Using the deepgram.com Speech Recognition API
Deepgram.com speech recognition API support has been added since v2.92. This is a foreign AI service that offers a $200 credit upon registration, which is enough for a while.
- Open the website https://deepgram.com/, register and log in to the console https://console.deepgram.com/
- After logging in, click the big green "Create API Key" in the console.
After clicking, a window like the one below will pop up.
Write a few English letters in the first text box, and then click "" at the bottom. The SK will then be displayed, remember to copy it, as shown below.
- Open Menu -- Speech Recognition Settings -- Deepgram window
API Key: Enter the key copied in the previous step in the API Key field.
Silence Duration: Can be kept at the default 200, i.e. 200ms. If the speech speed of the video to be recognized is fast, it can be reduced to 150 appropriately. If it is slow and there is a lot of silence, it can be increased to 500 or 800.
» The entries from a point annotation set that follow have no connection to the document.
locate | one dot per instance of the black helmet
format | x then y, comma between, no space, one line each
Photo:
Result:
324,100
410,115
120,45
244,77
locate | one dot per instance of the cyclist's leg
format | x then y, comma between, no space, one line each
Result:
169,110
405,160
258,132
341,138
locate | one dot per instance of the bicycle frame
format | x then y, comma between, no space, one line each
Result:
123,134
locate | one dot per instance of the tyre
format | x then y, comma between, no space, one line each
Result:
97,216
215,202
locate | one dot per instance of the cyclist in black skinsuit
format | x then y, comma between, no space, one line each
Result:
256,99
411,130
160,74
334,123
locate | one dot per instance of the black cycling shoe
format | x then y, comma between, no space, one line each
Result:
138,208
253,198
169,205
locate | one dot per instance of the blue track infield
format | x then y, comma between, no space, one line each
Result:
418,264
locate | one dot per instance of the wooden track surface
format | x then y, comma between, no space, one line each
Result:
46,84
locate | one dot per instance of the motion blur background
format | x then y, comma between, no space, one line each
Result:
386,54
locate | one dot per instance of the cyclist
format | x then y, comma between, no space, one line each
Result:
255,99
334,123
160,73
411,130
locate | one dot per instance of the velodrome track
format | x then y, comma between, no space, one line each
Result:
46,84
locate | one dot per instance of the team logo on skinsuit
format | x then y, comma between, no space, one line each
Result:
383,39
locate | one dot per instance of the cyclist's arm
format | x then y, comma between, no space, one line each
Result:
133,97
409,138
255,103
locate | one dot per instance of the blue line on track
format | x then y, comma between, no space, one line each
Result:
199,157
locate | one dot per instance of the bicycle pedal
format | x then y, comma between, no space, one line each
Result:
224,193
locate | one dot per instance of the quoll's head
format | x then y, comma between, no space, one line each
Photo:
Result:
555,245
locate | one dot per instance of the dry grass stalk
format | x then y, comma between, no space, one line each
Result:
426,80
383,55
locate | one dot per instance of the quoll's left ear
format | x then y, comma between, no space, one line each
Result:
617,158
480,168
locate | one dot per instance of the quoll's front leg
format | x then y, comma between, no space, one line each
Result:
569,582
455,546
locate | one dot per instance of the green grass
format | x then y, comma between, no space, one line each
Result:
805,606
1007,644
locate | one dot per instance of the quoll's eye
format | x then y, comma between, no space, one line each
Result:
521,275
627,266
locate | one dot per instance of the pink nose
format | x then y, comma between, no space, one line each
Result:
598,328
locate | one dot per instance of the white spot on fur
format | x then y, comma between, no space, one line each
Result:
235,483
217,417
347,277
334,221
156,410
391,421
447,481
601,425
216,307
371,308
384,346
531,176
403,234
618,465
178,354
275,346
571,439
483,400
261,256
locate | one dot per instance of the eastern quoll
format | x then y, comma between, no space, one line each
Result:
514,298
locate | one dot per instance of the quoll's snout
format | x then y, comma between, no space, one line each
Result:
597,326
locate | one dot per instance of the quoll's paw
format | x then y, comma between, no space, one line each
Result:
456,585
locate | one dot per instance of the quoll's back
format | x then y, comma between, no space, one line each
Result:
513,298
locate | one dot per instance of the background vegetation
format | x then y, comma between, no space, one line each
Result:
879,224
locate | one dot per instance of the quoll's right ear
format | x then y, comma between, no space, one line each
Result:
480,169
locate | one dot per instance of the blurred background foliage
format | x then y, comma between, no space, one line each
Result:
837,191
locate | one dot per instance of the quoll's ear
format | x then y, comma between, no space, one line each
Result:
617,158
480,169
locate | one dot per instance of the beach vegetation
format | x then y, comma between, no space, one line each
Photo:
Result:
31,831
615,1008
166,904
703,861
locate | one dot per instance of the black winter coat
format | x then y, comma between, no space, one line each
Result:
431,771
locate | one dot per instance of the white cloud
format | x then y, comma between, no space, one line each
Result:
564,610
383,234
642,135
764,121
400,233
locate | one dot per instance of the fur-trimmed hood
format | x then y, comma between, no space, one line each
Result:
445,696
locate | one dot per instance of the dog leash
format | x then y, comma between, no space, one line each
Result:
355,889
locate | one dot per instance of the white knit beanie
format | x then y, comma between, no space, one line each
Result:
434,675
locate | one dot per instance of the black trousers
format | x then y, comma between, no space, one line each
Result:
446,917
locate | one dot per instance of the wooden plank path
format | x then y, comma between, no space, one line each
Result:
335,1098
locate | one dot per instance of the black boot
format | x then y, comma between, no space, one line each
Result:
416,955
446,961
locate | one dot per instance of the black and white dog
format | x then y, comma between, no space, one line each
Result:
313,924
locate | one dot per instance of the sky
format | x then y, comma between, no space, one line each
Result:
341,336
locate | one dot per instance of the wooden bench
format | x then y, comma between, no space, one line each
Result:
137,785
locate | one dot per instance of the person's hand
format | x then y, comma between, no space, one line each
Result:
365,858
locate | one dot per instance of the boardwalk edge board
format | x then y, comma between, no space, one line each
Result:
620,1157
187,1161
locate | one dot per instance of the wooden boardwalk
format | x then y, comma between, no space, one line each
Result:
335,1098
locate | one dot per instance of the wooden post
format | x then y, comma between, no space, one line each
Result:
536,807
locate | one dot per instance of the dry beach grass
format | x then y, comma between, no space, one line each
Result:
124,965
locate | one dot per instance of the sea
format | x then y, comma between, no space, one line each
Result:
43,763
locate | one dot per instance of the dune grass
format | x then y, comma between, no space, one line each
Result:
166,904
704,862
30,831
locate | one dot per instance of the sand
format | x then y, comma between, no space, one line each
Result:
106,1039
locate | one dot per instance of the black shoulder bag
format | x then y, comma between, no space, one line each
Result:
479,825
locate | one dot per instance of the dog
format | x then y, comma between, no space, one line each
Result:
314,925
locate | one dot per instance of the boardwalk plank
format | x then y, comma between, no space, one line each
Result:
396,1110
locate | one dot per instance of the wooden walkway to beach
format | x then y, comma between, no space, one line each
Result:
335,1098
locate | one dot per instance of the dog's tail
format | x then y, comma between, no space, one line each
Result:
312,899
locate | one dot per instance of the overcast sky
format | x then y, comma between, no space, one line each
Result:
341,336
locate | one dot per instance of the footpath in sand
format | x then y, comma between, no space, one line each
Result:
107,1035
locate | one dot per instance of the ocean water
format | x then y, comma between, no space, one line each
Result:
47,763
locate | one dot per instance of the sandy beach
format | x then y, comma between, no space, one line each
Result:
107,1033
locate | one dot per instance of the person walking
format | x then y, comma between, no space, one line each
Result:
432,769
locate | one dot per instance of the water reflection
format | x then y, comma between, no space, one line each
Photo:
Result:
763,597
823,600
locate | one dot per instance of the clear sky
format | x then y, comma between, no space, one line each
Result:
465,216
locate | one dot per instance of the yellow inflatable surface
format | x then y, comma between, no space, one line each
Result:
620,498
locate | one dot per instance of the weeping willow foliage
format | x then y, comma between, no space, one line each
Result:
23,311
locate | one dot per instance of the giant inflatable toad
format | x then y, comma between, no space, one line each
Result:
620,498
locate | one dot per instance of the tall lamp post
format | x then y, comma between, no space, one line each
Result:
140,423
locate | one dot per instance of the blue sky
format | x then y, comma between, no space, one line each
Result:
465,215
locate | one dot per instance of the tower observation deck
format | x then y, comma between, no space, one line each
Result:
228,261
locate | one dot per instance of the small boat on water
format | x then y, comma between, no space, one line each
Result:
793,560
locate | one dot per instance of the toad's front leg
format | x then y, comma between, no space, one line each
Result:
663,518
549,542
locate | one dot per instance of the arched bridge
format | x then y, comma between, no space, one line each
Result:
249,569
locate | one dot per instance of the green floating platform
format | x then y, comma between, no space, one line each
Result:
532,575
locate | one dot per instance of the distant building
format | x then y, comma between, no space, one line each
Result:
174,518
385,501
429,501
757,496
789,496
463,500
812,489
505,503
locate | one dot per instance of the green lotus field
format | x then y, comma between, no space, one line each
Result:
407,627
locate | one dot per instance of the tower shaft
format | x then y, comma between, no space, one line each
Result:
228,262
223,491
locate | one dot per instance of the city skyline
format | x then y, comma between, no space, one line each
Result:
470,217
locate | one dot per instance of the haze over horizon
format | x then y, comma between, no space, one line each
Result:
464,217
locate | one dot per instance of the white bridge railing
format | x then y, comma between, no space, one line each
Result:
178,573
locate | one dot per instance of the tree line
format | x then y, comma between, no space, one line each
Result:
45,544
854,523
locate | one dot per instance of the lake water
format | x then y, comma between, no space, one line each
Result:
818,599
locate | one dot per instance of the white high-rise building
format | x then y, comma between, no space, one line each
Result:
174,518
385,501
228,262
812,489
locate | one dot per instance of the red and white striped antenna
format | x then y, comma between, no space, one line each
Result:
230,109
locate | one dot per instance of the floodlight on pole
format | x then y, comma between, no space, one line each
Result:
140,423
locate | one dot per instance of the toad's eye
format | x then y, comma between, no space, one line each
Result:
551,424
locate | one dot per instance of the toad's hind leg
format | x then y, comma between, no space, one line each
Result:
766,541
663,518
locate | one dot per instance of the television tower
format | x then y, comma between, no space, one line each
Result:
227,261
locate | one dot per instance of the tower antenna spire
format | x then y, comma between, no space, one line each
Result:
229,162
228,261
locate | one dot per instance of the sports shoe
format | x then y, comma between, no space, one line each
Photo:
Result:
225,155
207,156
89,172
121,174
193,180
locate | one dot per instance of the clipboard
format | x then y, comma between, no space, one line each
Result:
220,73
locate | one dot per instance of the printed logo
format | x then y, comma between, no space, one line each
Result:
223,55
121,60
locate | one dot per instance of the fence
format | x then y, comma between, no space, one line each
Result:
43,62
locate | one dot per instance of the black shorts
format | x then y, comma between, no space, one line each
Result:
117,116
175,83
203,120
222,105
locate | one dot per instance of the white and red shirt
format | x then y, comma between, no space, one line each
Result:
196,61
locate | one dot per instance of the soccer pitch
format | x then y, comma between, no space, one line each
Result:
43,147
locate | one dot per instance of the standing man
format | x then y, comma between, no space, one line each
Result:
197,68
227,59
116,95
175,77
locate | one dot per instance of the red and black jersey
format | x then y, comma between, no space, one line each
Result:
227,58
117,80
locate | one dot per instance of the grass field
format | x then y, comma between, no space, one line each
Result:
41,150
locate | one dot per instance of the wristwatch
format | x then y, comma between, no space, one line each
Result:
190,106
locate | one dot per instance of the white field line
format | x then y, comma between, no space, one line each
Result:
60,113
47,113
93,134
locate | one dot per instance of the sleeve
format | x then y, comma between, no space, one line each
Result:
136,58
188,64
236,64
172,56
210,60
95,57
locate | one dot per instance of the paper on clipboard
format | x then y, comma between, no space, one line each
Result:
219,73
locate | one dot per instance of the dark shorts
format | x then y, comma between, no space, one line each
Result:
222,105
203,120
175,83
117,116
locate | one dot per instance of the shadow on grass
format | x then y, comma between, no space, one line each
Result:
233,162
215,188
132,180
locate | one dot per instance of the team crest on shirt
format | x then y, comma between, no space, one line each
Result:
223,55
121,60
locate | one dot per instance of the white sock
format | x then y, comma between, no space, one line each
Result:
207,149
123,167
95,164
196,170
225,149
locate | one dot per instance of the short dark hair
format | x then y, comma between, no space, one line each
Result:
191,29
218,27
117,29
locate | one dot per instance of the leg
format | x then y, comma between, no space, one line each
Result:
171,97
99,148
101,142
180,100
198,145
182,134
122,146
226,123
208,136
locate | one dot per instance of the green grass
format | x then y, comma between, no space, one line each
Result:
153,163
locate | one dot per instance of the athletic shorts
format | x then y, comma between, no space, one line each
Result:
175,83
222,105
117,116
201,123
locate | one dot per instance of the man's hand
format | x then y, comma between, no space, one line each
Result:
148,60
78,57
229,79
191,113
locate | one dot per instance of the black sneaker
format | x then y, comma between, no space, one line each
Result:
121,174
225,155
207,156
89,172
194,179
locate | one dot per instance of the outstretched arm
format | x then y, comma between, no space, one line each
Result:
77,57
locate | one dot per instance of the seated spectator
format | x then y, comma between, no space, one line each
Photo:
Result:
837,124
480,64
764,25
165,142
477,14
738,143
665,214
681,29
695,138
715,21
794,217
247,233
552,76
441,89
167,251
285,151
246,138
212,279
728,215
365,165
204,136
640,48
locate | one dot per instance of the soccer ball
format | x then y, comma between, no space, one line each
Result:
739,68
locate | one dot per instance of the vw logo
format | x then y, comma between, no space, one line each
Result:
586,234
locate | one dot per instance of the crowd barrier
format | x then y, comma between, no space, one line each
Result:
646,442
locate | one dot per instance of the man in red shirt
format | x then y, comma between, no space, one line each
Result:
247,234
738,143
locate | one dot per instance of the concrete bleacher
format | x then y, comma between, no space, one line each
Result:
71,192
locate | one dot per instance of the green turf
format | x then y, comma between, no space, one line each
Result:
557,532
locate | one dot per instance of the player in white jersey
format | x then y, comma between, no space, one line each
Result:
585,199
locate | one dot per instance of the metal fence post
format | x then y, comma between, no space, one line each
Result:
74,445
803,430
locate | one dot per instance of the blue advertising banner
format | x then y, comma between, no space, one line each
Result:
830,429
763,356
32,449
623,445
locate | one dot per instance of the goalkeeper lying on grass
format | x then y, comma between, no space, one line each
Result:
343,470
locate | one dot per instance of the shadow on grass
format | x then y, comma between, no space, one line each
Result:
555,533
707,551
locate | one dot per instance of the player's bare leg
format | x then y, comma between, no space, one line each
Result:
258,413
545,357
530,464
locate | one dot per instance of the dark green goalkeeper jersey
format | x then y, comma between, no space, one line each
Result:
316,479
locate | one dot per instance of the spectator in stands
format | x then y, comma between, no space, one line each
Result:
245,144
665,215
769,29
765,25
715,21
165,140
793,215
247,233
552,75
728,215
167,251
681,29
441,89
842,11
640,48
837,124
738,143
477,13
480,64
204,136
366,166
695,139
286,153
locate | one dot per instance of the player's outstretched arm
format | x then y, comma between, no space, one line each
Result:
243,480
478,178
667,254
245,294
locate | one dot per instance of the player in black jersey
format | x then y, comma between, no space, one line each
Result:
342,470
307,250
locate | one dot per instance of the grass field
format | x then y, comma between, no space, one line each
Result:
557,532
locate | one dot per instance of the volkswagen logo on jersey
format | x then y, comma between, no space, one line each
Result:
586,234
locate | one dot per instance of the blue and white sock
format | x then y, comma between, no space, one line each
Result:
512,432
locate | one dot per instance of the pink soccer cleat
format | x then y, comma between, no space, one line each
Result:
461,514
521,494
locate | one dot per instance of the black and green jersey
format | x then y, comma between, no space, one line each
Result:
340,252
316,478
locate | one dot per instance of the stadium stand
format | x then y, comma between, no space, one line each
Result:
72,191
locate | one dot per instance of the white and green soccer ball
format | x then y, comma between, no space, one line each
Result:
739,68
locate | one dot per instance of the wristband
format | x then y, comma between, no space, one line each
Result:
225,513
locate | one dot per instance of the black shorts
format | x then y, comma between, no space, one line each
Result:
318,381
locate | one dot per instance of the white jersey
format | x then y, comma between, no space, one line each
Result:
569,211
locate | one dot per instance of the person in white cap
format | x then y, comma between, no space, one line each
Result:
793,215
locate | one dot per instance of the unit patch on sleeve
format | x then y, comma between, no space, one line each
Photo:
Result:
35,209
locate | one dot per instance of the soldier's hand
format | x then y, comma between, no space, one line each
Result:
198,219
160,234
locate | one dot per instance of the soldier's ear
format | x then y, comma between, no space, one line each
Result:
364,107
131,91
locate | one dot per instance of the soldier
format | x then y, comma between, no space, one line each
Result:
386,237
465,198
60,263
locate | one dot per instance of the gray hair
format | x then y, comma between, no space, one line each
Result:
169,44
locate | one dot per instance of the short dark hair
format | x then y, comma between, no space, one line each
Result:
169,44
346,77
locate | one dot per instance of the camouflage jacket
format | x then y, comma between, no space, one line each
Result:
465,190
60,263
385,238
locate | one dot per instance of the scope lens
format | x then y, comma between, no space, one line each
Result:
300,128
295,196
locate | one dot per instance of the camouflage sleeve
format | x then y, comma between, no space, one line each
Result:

- Note: The Deepgram platform does not support Chinese well. Whether using subtitles directly returned by Deepgram or re-segmenting sentences according to word-level timestamps, punctuation marks are missing, resulting in unsatisfactory subtitle segmentation. To optimize this, the Ali Chinese punctuation recovery model is used to re-segment sentences. Please select "Chinese Re-segmentation" in the software interface.